Farah pensait encore aujourd'hui que sa mère avait raison.

Doucement, la femme se pencha sur Mâkhétaton et attrapa son visage pour le relever. Elle la força à plonger ses yeux trempés de larmes dans les siens. Un tendre sourire ornait son visage tandis qu'elle reprenait la parole.
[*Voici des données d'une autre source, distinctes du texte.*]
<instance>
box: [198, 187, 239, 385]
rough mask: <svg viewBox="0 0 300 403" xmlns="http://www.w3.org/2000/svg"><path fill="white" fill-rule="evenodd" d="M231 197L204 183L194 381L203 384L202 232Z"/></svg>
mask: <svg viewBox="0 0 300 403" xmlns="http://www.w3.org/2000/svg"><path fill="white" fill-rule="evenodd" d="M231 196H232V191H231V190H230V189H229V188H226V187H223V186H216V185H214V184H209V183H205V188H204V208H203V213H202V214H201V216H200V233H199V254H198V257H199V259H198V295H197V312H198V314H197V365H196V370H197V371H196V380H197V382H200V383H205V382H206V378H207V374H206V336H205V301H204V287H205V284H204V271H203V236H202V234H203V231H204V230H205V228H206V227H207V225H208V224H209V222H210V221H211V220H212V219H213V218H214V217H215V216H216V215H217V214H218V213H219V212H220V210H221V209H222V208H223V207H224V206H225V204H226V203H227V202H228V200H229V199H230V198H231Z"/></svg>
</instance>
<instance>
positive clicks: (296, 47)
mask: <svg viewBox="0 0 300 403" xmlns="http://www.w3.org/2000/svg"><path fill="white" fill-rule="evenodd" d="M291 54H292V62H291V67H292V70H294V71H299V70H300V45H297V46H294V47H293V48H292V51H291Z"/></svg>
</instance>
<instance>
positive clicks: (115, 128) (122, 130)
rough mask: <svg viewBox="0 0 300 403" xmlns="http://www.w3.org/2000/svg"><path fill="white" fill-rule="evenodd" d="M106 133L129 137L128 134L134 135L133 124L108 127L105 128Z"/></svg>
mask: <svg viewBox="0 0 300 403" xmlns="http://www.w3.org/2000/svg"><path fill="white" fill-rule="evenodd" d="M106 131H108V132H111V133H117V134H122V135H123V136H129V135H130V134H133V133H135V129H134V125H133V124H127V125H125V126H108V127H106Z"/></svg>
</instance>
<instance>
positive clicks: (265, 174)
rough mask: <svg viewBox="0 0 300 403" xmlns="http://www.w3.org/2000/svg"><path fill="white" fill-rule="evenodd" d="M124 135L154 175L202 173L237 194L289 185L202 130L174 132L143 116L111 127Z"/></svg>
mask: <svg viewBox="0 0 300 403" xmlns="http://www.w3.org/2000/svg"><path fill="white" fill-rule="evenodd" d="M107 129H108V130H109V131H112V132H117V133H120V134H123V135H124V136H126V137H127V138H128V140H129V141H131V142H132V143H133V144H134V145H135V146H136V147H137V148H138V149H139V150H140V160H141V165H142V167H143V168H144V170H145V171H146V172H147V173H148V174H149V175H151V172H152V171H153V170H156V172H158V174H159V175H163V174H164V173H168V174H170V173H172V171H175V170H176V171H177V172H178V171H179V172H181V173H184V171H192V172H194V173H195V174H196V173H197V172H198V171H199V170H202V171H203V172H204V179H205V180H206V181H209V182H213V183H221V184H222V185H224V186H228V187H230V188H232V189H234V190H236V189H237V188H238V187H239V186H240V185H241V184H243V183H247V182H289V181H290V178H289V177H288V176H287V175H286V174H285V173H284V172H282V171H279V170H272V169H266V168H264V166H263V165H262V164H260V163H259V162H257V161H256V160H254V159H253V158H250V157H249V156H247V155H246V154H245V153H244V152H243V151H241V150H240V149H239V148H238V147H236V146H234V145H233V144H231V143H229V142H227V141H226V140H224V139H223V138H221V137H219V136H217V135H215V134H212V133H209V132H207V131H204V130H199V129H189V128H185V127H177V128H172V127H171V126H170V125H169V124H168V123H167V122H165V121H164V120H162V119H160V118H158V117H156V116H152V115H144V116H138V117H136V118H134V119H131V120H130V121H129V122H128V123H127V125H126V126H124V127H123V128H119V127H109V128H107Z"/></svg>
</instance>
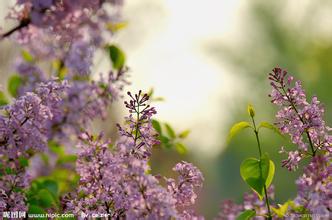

- « Mâkhétaton, écoutes-moi tu veux ? lui avait-elle demandé. Un jour, nous repartirons tous vers l'autre monde, mais c'est ainsi qu'est fait la vie. Sans Mort, la Vie aurait moins de sens. Peut-être même qu'elle n'a du sens que parce qu'elle s'arrête un jour. Vis chaque jour comme s'il était le plus précieux des bijoux que tu as. S'il te plaît, chéris ta vie et celles de tes proches, et ne pense pas à la mort. Profite de l'instant présent, avec tout ce qu'il comporte de beau et de laid, et évertues-toi à en faire quelque chose de juste à tes yeux. Vivre en pensant à l'ombre ne fait que la rendre plus puissante. »

« Et déjà trop d'ombres te guettes », pensa Farah en attrapant Mâkhétaton pour la serrer dans ses bras. Mais elle garda sa remarque pour elle et se contenta de soutenir sa princesse dans son deuil. Elle ferait tout ce qui était en son pouvoir pour la protéger de la laideur de leur monde.